With their own dedicated processor and operating system, LTE/3G modems built into new business laptops and tablets could be a valuable target for hackers by providing a stealthy way to maintain persistent access to an infected device.
In a presentation Saturday at the DEF CON security conference in Las Vegas, researchers Mickey Shkatov and Jesse Michael from Intel's security group demonstrated how a malware program installed on a computer could rewrite the firmware of a popular Huawei LTE modem module that's included in many devices.
The module runs a Linux-based OS, more specifically a modification of Android, that is completely independent from the computer's main operating system. It's connected to the computer through an internal USB interface, which means that it could be instructed to emulate a keyboard, mouse, CD-ROM drive, network card, or other USB device. Those would appear connected to the primary OS.
The main problem found by the Intel researchers was that the update process for the modem's firmware was insecure, lacking a cryptographic signature verification. This allowed them to create a malicious firmware image that could be written through the Windows update utility provided by the vendor.

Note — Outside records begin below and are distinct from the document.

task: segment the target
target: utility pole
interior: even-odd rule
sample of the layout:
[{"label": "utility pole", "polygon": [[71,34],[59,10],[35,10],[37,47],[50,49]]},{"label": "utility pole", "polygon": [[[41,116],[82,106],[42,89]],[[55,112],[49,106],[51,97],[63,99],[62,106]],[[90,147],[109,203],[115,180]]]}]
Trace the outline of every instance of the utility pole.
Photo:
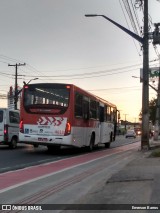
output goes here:
[{"label": "utility pole", "polygon": [[[160,45],[160,23],[154,24],[155,29],[153,32],[153,45]],[[158,90],[157,90],[157,108],[156,108],[156,119],[155,119],[155,128],[154,128],[154,140],[158,140],[158,135],[160,132],[160,55],[158,54],[159,59],[159,72],[158,72]]]},{"label": "utility pole", "polygon": [[[141,149],[149,149],[149,48],[148,48],[148,0],[139,0],[142,5],[144,2],[144,27],[143,27],[143,37],[133,33],[132,31],[126,29],[122,25],[113,21],[105,15],[100,14],[86,14],[86,17],[97,17],[101,16],[107,19],[109,22],[119,27],[121,30],[129,34],[131,37],[139,41],[143,45],[143,86],[142,86],[142,137],[141,137]],[[138,2],[138,1],[137,1]],[[157,26],[159,27],[159,26]],[[159,40],[158,40],[159,41]],[[157,40],[155,40],[157,43]]]},{"label": "utility pole", "polygon": [[15,89],[14,89],[14,109],[17,109],[17,102],[18,102],[18,66],[25,66],[26,64],[8,64],[8,66],[13,66],[15,67]]},{"label": "utility pole", "polygon": [[141,149],[149,149],[149,55],[148,55],[148,0],[144,0],[143,28],[143,86]]}]

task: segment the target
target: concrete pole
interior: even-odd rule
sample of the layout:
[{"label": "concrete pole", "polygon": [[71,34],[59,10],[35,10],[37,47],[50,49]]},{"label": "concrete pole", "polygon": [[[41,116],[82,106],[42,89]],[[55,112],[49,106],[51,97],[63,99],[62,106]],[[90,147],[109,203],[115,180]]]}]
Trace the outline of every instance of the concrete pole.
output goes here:
[{"label": "concrete pole", "polygon": [[149,55],[148,55],[148,0],[144,0],[142,137],[141,149],[149,149]]},{"label": "concrete pole", "polygon": [[[159,57],[160,63],[160,57]],[[160,64],[159,64],[160,69]],[[155,127],[154,127],[154,140],[158,140],[158,135],[160,132],[160,70],[159,70],[159,77],[158,77],[158,91],[157,91],[157,108],[156,108],[156,120],[155,120]]]}]

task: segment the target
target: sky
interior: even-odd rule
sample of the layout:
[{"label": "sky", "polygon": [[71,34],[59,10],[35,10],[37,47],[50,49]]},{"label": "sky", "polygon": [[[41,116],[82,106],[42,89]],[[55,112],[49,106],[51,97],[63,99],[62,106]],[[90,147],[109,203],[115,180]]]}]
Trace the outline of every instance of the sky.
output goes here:
[{"label": "sky", "polygon": [[[15,85],[15,67],[8,64],[26,63],[18,67],[20,87],[35,77],[39,79],[32,83],[75,84],[116,104],[122,120],[137,122],[142,108],[141,45],[106,19],[85,17],[105,15],[134,32],[123,2],[0,0],[0,97]],[[130,5],[135,2],[129,0]],[[143,10],[135,11],[143,27]],[[151,32],[160,22],[159,11],[160,1],[149,0]],[[150,67],[159,66],[157,51],[150,41]],[[156,87],[157,80],[150,84]],[[0,98],[0,107],[6,106],[7,99]]]}]

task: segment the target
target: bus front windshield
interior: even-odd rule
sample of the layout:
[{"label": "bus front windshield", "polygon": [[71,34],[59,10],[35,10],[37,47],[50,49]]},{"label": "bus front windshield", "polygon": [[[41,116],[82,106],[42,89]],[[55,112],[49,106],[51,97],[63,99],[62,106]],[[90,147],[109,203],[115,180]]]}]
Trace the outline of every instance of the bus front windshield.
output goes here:
[{"label": "bus front windshield", "polygon": [[30,113],[64,113],[69,104],[70,86],[31,84],[24,86],[24,108]]}]

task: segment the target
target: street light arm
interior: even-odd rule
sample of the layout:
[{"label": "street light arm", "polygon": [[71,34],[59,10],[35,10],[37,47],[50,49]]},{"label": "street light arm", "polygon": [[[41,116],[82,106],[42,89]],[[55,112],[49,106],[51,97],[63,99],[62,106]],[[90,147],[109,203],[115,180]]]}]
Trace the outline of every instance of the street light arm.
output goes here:
[{"label": "street light arm", "polygon": [[158,90],[155,87],[153,87],[151,84],[148,85],[158,93]]},{"label": "street light arm", "polygon": [[[24,85],[27,85],[27,84],[29,84],[31,81],[38,80],[38,79],[39,79],[39,78],[33,78],[33,79],[29,80],[28,83],[26,83],[25,81],[23,81],[23,84],[24,84]],[[21,92],[22,92],[22,89],[20,89],[20,90],[17,92],[17,96],[18,96]]]},{"label": "street light arm", "polygon": [[[140,78],[140,77],[132,75],[132,78]],[[158,89],[153,87],[151,84],[148,84],[148,85],[158,93]]]},{"label": "street light arm", "polygon": [[86,14],[85,17],[96,17],[98,16],[97,14]]},{"label": "street light arm", "polygon": [[28,83],[26,83],[26,84],[29,84],[31,81],[35,81],[35,80],[38,80],[38,79],[39,78],[33,78],[33,79],[29,80]]},{"label": "street light arm", "polygon": [[128,30],[127,28],[123,27],[122,25],[118,24],[117,22],[113,21],[112,19],[108,18],[107,16],[105,16],[105,15],[97,15],[97,14],[86,14],[85,15],[85,17],[96,17],[96,16],[101,16],[101,17],[107,19],[112,24],[116,25],[121,30],[123,30],[124,32],[126,32],[127,34],[129,34],[130,36],[132,36],[134,39],[136,39],[137,41],[139,41],[140,43],[143,44],[143,38],[142,37],[140,37],[139,35],[133,33],[132,31]]}]

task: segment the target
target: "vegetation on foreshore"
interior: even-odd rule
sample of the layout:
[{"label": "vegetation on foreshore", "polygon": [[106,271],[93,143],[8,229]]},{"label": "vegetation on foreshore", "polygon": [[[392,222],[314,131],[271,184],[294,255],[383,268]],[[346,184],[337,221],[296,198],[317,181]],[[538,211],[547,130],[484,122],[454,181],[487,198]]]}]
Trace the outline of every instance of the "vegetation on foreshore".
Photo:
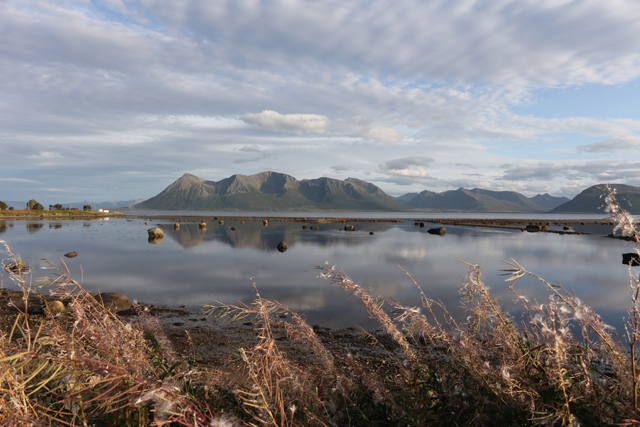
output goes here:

The malicious firmware could be flashed by a malicious program that already runs on the computer, or by users themselves if an attacker tricks them into thinking that a new update is available.
If successful, the attack would provide a way to reinfect the main OS even if it is reinstalled. Moreover, the rogue firmware could be modified to ignore any subsequent firmware update requests, leaving the user with no option to recover from such a compromise, except for taking his laptop or tablet apart and pulling out the infected modem module.
Huawei has addressed the issue and the module now performs a secure boot, preventing the use of unauthorized firmware images, the researchers said, adding that the company has been very responsive and great to work with.
There is a platform risk with these modems and other components that provide independent execution environments where malware can survive OS wiping and which are not visible to antivirus and other security programs. That's why secure software updates are really important, the researchers said.